From a tax law perspective, these decisions add to the growing body of case law, and the legal questions appear to be settled. In several arguments favoring the plaintiffs, the two recent BFH decisions refer to a prior CJEU judgment on the discrimination of foreign real estate investment funds through German taxation.

However, the "game is not yet over" for the German tax authority.

First, the details regarding the applicable interest rate have yet to be decided, and the amounts at stake could be substantial.
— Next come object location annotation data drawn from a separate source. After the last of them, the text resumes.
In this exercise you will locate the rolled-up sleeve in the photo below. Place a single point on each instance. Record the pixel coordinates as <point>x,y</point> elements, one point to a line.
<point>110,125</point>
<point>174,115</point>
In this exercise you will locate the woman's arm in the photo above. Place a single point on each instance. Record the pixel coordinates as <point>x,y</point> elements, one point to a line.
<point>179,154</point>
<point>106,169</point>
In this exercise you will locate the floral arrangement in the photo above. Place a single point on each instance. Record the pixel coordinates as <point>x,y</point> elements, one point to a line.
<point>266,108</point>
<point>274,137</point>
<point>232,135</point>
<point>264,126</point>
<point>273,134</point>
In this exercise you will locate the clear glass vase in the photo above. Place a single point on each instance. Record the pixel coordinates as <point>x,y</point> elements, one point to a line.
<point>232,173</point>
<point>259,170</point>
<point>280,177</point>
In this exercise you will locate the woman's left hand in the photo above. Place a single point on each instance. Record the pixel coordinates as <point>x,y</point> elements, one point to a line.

Second, and operationally significant, is the following point: Both recent BFH decisions explicitly state that, based on their legal stance (no discrimination against non-resident investment funds) during the application process, the German Federal Office of Finance (BZSt) and the lower tax court did not examine whether the claimed WHT reimbursement amounts were factually correct — i.e., whether the WHT was actually paid by the plaintiff under German national tax law. In these cases, the plaintiffs submitted their own lists of dividends received and WHT paid, meaning the WHT-related facts have not yet been reviewed. The BFH noted that this review will now have to be conducted by the German tax authority (lower tax court), without providing further details on this matter.

Will this news impact the funds I work with?

It is important to note that these decisions pertain to WHT prior to 2018 and only apply if the claimants had already filed reclaims based on EU law and Article 63 TFEU. From 2018 onward, reclaims for German WHT refunds based on EU law are no longer viable.